Class Diagram (an x means that class is currently supported):

x Matrix
x   Matrix_sparse
x     Matrix_generic_sparse
x     Matrix_integer_sparse
x     Matrix_rational_sparse
      Matrix_cyclo_sparse
x     Matrix_modn_sparse
      Matrix_RR_sparse
      Matrix_CC_sparse
      Matrix_RDF_sparse
      Matrix_CDF_sparse

x  Matrix_dense
x     Matrix_generic_dense
x     Matrix_integer_dense
x     Matrix_rational_dense
      Matrix_cyclo_dense    -- idea: restrict scalars to QQ, compute charpoly there, then factor
x     Matrix_modn_dense
      Matrix_RR_dense
      Matrix_CC_dense
x     Matrix_real_double_dense
x     Matrix_complex_double_dense
x     Matrix_complex_ball_dense

The corresponding files in the sage/matrix library code directory are named

[matrix] [base ring] [dense or sparse].
New matrices types can only be implemented in Cython.
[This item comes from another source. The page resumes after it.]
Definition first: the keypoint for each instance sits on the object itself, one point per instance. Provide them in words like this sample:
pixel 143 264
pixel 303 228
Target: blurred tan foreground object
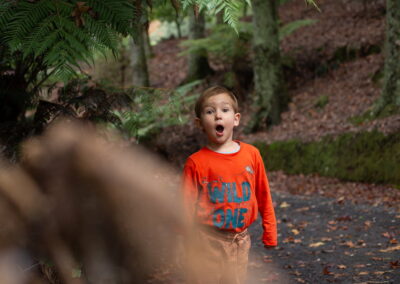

*********** LEVEL 1  **********
NON-OPTIONAL
For each base field it is *absolutely* essential to completely
implement the following functionality for that base ring:

   * __cinit__     -- should use check_allocarray from cysignals.memory
                      (only needed if allocate memory)
   * __init__      -- this signature: 'def __init__(self, parent, entries, copy, coerce)'
   * __dealloc__   -- use sig_free (only needed if allocate memory)
   * set_unsafe(self, size_t i, size_t j, x) -- doesn't do bounds or any other checks; assumes x is in self._base_ring
   * get_unsafe(self, size_t i, size_t j) -- doesn't do checks
   * __richcmp__    -- always the same (I don't know why its needed -- bug in PYREX)

Note that the __init__ function must construct the all zero matrix if ``entries == None``.

*********** LEVEL 2  **********

IMPORTANT (and *highly* recommended):

After getting the special class with all level 1 functionality to
work, implement all of the following (they should not change
functionality, except speed (always faster!) in any way):

   * def _pickle(self):
          return data, version
   * def _unpickle(self, data, int version)
          reconstruct matrix from given data and version; may assume _parent, _nrows, and _ncols are set.
          Use version numbers >= 0 so if you change the pickle strategy then
          old objects still unpickle.
   * cdef _list -- list of underlying elements (need not be a copy)
   * cdef _dict -- sparse dictionary of underlying elements
   * cdef _add_ -- add two matrices with identical parents
   * _matrix_times_matrix_c_impl -- multiply two matrices with compatible dimensions and
                                    identical base rings (both sparse or both dense)
   * cpdef _richcmp_ -- compare two matrices with identical parents
   * cdef _lmul_c_impl -- multiply this matrix on the right by a scalar, i.e., self * scalar
   * cdef _rmul_c_impl -- multiply this matrix on the left by a scalar, i.e., scalar * self
   * __copy__
   * __neg__

The list and dict returned by _list and _dict will *not* be changed
by any internal algorithms and are not accessible to the user.

*********** LEVEL 3  **********
OPTIONAL:

   * cdef _sub_
   * __invert__
   * _multiply_classical
   * __deepcopy__

Further special support:
   * Matrix windows -- to support Strassen multiplication for a given base ring.
   * Other functions, e.g., transpose, for which knowing the
     specific representation can be helpful.

.. NOTE::

   - For caching, use self.fetch and self.cache.

   - Any method that can change the matrix should call
     ``check_mutability()`` first.  There are also many fast cdef'd bounds checking methods.

   - Kernels of matrices
     Implement only a left_kernel() or right_kernel() method, whichever requires
     the least overhead (usually meaning little or no transposing).  Let the
     methods in the matrix2 class handle left, right, generic kernel distinctions.